Kamis 18 Jan 2018 14:45 WIB

Perpusnas tak Pungut Biaya untuk Penggiat Literasi

Rep: Fergi Nadira B/ Red: Yudha Manggala P Putra
Salah satu ruang di gedung depan Perpusnas yang difungsikan sebagai museum.
Foto: MGROL 99
Salah satu ruang di gedung depan Perpusnas yang difungsikan sebagai museum.

REPUBLIKA.CO.ID,  JAKARTA -- Kepala Perpustakaan Nasional (Perpusnas) Republik Indonesia Muh Syarif Bando mengundang seluruh masyarakat untuk bersinergi di perpustakaan khususnya di Perpustakaan Nasional. Perpusnas sejak empat bulan berdiri, tidak memungut biaya apa pun.
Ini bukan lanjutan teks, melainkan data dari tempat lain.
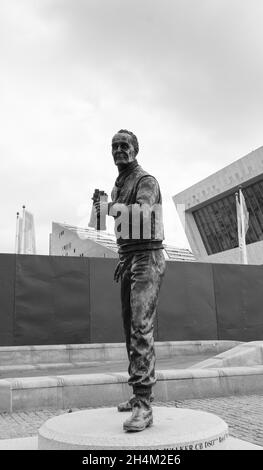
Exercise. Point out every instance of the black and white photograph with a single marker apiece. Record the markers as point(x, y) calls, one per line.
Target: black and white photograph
point(131, 229)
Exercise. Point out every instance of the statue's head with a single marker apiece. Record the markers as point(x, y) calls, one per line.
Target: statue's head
point(125, 147)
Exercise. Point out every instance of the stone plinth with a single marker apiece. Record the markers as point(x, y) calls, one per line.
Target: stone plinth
point(173, 428)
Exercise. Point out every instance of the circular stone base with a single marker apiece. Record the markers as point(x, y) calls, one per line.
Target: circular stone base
point(173, 428)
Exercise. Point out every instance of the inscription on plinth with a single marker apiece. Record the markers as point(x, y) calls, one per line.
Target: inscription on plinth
point(173, 429)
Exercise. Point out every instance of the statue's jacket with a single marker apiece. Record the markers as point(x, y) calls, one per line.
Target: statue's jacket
point(137, 209)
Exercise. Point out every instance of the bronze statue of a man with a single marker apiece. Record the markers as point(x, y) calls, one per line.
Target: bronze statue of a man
point(136, 207)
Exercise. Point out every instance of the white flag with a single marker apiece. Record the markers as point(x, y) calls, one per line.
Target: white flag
point(26, 240)
point(242, 225)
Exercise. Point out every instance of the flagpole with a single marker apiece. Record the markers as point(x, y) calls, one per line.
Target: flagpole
point(23, 238)
point(238, 228)
point(243, 232)
point(17, 233)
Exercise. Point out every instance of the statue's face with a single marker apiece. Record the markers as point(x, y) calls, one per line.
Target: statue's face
point(122, 149)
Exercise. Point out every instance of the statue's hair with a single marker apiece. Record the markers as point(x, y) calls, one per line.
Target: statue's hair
point(135, 142)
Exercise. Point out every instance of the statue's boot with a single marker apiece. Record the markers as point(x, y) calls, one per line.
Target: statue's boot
point(127, 405)
point(142, 416)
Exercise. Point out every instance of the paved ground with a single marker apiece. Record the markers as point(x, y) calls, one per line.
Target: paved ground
point(243, 414)
point(177, 362)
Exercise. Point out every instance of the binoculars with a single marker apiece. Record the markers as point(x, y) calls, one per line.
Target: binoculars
point(98, 220)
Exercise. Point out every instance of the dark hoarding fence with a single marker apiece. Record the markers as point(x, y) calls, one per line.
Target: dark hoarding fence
point(52, 300)
point(187, 303)
point(7, 299)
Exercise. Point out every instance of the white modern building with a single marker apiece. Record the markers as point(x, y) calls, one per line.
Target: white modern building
point(67, 240)
point(208, 212)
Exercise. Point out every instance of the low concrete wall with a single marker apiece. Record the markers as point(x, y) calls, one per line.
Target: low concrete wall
point(109, 389)
point(244, 354)
point(77, 353)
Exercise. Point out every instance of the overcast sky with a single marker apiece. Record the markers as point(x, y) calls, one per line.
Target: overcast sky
point(186, 76)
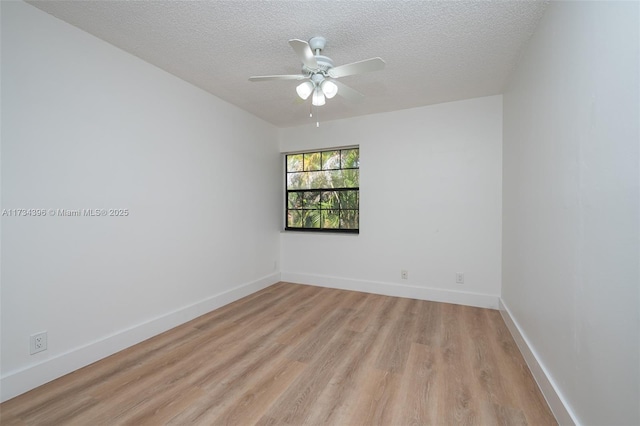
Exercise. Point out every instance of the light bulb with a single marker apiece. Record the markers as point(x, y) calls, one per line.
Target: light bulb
point(318, 98)
point(329, 88)
point(304, 89)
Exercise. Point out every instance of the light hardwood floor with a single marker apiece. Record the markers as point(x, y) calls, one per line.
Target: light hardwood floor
point(294, 354)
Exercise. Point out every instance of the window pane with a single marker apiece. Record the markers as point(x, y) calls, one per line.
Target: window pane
point(348, 199)
point(330, 160)
point(294, 200)
point(350, 158)
point(294, 218)
point(330, 200)
point(351, 178)
point(331, 219)
point(324, 189)
point(311, 219)
point(312, 161)
point(311, 200)
point(297, 180)
point(294, 163)
point(349, 219)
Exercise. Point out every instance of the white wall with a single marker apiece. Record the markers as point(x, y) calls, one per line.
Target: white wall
point(570, 206)
point(85, 125)
point(430, 187)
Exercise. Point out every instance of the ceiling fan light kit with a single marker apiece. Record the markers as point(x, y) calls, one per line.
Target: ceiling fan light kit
point(320, 74)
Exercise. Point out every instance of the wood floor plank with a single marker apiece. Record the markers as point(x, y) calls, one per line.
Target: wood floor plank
point(301, 355)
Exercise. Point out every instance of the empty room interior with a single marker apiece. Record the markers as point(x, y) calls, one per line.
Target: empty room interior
point(196, 231)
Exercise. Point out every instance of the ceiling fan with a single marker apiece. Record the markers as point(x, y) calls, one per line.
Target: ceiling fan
point(320, 75)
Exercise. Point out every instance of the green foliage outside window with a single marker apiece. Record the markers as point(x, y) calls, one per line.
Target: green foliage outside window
point(323, 190)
Ke depannya, pungutan akan dikenakan, kecuali untuk penggiat literasi dan komunitas membaca, apa pun yang dilakukan di Perpusnas, gratis. "Kalau mau memajukan Indonesia, bangunlah desa. Meskipun gedung Jakarta mencapai setinggi langit, itu tak mencerminkan kemajuan indonesia," ujarnya di Perpusnas, Rabu (17/1).

Hal tersebut disampaikan seiring dengan pembagian sepeda motor kepada beberapa penggiat literasi di seluruh Indonesia di Perpusnas kemarin. Syarif merasa sedih melihat, masih banyak masyarakat desa yang masih minim minat membaca.

Rasio penduduk sebuah desa dengan buku menurutnya sangatlah jomplang. Satu buku berbanding dengan 15 ribu orang. "Bungkus koran untuk membungkus kacang ataupun bumbu, dibaca sama mereka," ujarnya.

Oleh karena itu, ia mengajak kepada seluruh penggiat literasi untuk menumbuhkan minat membaca kepada masyarakat khususnya di pedesaan dan pelosok-pelosok negeri. "Saya ambil dar paparan ibu Sri Mulyani 6 Oktober 2017, yang memaparkan bahwa 45 tahun Jakarta ketinggalan dalam hal keterampilan budaya membaca, dan Indonesia ketinggalan 75 tahun penguasaan IT," ujarnya.

Ia juga mengajak pemerintah menumbuhkan kekuatan dari bawah, yaitu desa. Terlebih lagi dengan memasukinya tahun politik. Visi Misi kepala daerah dengan anggaran pemerintahan daerah menurutnya ada untuk mengembangkan dan bila perlu membuat buku.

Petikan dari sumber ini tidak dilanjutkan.